The most helpful things you could learn now (if you haven't) are intervals, harmonizing the major and minor scales, and chord construction. these are covered in the crusades, but I figured I'd mention those in particular.


also, +1 to the seagull. playing isn't just about learning theory and making music. even if that's your main goal you still need to learn other people's music. learning covers gives you a good repertoire which is nice to be able to play when someone wants to hear you play something, but more importantly, it gives you inspiration and ideas. once you know more theory you can better analyze the songs you like and pinpoint what it is that gives it that feel you like and what's important in that sound.

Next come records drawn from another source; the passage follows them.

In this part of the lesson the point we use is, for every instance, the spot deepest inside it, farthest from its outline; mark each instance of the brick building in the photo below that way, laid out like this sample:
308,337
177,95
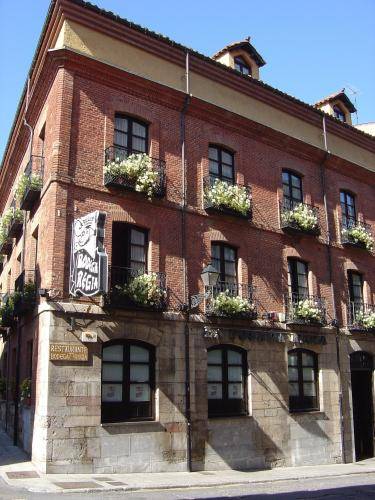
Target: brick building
186,160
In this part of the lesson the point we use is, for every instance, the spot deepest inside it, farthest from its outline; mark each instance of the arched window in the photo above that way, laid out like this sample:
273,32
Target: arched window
226,381
303,380
128,381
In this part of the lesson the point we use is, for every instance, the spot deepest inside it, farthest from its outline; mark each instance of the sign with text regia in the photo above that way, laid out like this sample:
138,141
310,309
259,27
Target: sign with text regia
89,261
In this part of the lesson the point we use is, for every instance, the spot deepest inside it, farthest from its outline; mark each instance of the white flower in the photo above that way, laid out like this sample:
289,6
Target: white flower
231,305
303,215
359,234
223,194
307,309
137,169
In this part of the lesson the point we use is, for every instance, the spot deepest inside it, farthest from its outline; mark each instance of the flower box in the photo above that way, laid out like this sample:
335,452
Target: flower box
136,172
358,235
231,199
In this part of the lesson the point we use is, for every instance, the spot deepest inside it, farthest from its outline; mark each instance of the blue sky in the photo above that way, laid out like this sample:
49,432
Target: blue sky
312,47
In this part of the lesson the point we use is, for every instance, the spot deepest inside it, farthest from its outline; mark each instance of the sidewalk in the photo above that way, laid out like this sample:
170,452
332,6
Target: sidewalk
18,471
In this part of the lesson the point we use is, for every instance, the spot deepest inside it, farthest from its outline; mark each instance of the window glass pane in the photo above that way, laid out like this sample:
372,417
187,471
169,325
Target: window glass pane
214,373
139,129
139,392
235,391
226,158
227,172
139,145
137,237
214,168
214,391
235,374
139,354
293,374
292,359
307,359
113,353
309,389
293,389
137,253
121,139
213,153
296,194
112,372
309,374
214,356
111,393
139,373
121,123
234,358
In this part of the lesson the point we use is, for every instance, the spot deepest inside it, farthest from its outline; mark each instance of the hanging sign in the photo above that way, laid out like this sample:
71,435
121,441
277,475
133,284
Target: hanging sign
89,261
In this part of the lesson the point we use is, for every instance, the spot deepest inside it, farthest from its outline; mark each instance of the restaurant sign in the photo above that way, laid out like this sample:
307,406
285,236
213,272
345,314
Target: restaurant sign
89,261
68,352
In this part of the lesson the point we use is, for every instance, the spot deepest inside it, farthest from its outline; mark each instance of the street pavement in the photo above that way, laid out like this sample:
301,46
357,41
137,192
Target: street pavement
20,480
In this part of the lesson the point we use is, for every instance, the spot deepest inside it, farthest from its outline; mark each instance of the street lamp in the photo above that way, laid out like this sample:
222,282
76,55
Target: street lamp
209,276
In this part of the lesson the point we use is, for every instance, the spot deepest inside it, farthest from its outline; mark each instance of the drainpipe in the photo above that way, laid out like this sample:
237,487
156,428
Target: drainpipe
22,266
184,267
330,271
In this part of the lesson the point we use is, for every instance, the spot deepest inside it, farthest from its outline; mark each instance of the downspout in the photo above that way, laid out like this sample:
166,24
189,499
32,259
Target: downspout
184,267
330,271
22,267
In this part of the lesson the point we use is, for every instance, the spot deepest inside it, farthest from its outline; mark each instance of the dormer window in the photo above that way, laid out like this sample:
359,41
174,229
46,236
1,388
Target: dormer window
339,114
241,66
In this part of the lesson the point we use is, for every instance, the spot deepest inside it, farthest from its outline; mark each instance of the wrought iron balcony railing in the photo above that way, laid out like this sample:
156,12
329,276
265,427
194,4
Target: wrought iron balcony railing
361,316
113,176
298,217
230,300
305,309
32,183
231,199
357,234
136,288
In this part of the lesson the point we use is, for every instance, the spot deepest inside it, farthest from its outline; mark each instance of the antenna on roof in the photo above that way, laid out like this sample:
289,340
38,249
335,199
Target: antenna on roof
353,92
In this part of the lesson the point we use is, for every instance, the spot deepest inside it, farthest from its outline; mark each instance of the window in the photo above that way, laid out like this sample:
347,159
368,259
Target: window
226,381
355,287
129,246
131,134
303,380
298,278
348,212
224,259
241,66
339,114
128,377
292,187
221,164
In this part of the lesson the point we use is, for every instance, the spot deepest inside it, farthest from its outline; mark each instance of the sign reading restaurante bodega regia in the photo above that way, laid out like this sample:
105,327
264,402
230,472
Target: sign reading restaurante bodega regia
68,352
89,261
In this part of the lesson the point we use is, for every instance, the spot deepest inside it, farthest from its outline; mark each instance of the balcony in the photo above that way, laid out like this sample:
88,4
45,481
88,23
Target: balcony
230,199
304,310
230,300
357,234
298,217
134,171
31,183
361,317
136,289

edit: and don't burn yourself out. if you've only been playing 2 months and you already know all the keys decently well it sounds like you're pushing really hard. while that's cool, try to have fun with it as well.
Last edited by The4thHorsemen at May 16, 2010,
#6
Quote by steven seagull
Start playing some music.
More truth could not be packed into merely four words than there is in those four.

It's that simple. All the theory in the world will get you nowhere if you don't apply it and just make some music.
Only play what you hear. If you don’t hear anything, don’t play anything.
-Chick Corea
#7
Quote by steven seagull
Start playing some music.
+1

Use what you've learnt - scales/theory won't do you any good unless you can use them to make music.